Dear Toradex Support Team,
We are conducting inference using MobileNetV2 (keras → TFLite) on i.MX95 and have observed significant differences in NPU assignment depending on input resolution. We are writing to confirm whether this is a specification constraint or an issue.
Observed Phenomenon
When using MobileNetV2:
At 224×224 input resolution:
-
NPU conversion proceeds without issues
-
High NPU convert ratio (121/127 operators)
-
Short inference time (CPU: 37.21ms → NPU: 3.17ms)
At 320×320 or higher input resolution:
-
NPU convert ratio decreases significantly (many operators fall back to CPU execution)
-
Inference time increases dramatically as a result (CPU: 76.08ms → NPU: 87.38ms)
We confirmed the above differences when only changing the resolution with the same model architecture. (We also observed the same phenomenon with ResNet50V2, indicating this is not model-specific.)
Detailed experimental environment, inference times, and conversion results are shown below.

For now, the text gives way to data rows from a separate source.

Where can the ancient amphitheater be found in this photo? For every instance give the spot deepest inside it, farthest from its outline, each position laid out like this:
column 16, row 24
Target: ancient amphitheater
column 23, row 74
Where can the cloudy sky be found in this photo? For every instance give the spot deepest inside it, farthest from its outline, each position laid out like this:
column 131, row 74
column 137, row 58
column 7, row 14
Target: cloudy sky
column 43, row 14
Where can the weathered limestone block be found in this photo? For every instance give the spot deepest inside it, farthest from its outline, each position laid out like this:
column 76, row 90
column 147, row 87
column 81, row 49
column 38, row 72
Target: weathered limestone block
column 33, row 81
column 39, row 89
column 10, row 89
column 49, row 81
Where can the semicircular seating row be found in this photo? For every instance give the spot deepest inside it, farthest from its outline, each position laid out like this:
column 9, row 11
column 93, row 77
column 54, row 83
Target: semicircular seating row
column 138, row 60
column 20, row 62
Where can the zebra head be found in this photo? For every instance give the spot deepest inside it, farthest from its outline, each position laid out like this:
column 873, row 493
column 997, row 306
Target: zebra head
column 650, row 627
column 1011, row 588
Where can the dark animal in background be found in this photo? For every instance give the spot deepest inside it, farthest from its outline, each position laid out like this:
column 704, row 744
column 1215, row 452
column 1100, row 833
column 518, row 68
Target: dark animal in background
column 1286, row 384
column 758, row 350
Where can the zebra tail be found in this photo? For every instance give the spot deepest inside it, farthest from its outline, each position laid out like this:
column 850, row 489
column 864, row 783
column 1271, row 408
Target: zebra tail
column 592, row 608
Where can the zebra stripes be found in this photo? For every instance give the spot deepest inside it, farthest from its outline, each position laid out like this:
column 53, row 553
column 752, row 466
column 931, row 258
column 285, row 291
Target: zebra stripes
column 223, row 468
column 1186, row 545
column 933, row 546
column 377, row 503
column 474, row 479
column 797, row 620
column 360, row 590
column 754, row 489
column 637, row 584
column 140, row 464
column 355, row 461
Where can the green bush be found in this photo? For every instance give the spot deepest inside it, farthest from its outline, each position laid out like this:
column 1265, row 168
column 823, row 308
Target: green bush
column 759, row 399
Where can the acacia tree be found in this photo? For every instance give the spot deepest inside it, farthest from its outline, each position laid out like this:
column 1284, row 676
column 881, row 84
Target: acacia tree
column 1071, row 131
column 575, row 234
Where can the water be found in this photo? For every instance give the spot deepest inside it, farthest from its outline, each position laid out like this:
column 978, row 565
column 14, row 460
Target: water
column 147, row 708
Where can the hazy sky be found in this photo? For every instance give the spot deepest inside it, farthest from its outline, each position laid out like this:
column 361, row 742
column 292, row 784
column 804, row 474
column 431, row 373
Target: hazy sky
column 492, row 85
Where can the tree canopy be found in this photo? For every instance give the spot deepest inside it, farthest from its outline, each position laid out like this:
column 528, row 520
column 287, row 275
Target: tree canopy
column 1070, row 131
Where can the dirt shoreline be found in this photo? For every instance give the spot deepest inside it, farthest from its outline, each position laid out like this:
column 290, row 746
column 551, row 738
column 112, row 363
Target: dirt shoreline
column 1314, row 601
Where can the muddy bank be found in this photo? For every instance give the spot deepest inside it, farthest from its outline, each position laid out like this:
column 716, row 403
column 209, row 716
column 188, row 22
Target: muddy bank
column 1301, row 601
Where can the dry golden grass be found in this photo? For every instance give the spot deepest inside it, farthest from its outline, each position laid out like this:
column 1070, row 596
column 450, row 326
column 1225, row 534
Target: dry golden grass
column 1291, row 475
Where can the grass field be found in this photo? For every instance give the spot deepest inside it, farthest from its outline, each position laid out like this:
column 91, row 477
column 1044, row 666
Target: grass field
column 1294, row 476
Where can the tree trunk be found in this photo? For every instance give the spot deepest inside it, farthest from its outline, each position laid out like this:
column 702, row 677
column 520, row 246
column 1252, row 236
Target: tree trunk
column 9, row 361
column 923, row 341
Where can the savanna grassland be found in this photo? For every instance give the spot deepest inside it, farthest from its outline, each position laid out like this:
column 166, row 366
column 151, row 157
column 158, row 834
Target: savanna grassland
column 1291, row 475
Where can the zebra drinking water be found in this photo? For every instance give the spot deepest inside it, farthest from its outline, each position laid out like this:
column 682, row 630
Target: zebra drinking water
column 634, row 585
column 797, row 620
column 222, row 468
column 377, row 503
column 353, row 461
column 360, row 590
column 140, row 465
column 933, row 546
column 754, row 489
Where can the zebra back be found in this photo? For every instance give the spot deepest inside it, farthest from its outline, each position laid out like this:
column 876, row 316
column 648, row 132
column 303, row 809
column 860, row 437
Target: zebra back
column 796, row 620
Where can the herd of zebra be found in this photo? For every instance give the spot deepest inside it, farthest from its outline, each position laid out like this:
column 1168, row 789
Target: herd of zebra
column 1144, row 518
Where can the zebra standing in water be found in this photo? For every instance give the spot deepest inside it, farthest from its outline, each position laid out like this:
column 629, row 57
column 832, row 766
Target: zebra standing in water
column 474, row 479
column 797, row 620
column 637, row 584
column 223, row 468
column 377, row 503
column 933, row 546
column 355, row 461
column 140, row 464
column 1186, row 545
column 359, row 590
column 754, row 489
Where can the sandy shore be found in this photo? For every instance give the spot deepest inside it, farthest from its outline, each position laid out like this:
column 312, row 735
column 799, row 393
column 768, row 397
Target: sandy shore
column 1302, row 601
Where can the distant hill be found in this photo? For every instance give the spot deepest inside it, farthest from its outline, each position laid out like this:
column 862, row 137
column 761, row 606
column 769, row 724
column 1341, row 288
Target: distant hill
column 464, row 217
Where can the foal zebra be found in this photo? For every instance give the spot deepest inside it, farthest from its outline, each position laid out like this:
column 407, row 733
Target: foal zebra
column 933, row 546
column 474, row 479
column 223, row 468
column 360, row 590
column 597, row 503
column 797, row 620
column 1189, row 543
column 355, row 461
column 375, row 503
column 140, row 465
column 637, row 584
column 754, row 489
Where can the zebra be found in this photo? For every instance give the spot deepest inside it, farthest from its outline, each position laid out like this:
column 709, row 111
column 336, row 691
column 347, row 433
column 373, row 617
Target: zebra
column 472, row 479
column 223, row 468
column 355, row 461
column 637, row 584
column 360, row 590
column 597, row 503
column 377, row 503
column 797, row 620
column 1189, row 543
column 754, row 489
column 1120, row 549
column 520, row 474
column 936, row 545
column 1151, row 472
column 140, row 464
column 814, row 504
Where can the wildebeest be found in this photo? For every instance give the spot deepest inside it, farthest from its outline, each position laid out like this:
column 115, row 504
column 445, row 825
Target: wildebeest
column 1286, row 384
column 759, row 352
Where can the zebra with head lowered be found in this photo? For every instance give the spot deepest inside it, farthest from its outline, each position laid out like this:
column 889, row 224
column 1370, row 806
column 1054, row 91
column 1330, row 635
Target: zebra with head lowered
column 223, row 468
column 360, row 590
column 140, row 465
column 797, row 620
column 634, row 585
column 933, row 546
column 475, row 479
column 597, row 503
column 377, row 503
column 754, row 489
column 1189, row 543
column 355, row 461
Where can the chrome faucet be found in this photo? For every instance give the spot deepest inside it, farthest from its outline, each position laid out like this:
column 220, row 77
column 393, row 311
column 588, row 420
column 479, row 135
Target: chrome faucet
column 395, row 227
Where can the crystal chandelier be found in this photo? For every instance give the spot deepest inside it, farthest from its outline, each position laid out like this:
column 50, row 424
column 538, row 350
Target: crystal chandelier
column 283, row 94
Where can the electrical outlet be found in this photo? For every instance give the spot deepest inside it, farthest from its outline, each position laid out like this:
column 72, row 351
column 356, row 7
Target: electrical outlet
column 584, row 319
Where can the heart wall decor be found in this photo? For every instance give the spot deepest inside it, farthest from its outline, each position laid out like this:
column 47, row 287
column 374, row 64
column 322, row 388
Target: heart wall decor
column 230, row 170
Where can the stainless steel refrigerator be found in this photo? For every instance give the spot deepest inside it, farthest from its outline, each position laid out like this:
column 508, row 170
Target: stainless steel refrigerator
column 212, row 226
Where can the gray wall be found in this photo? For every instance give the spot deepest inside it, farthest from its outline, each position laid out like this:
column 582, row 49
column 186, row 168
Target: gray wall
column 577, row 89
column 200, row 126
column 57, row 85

■ Experimental Environment
| Item | Details |
|---|---|
| BSP | 6.6.36_2.1.0 |
| eIQ Toolkit | 1.16.0 |
| Model | MobileNet_v2 (tf.keras) |
| Conversion Method | tensorflow.lite.TFLiteConverter (2.15.0) |
| Quantization Method | Static quantization, INT8 (Per-channel) |
| Calibration Data | ImageNet-V2, 100 samples |
■ Results Comparison by Resolution
| Metric | 224×224 | 320×320 | Ratio Change |
|---|---|---|---|
| Operator Conversion Ratio | 82/88 (93.2%) | 22/88 (25.0%) | -73.2% |
| Inference Time (CPU) | 37.21 ms | 76.08 ms | ×2.04 |
| Inference Time (NPU) | 3.17 ms | 87.38 ms | ×27.6 |
| NPU Speedup vs CPU | 11.7× faster | 1.15× slower | Performance reversal |
Key Observations:
-
NPU conversion ratio drops dramatically from 93% to 25%
-
NPU inference time increases 27.6×, far exceeding the theoretical 2.04× based on resolution increase
-
At 320×320, NPU becomes slower than CPU, defeating the purpose of hardware acceleration
■ Neutron Convert log(CLI)
At 320×320, only operators near the output layer are converted to NPU**, while early and intermediate layers fall back to CPU execution
224x224
320x320
Questions
Q1. Are there any upper limits or constraints on input resolution or intermediate tensor sizes for the i.MX95 NPU?
For example:
-
Maximum feature map size (width × height × channels)
-
Total number of elements in convolution input/output tensors
-
Memory bandwidth or internal SRAM block constraints
-
Other undocumented limitations
Q2. Is it possible for specific layers to become NPU-incompatible when resolution increases?
For instance:
-
At 224×224: A certain layer can be assigned to NPU
-
At 320×320: The same layer falls back to CPU execution
Q3. Is this behavior due to undocumented internal specifications or a known issue?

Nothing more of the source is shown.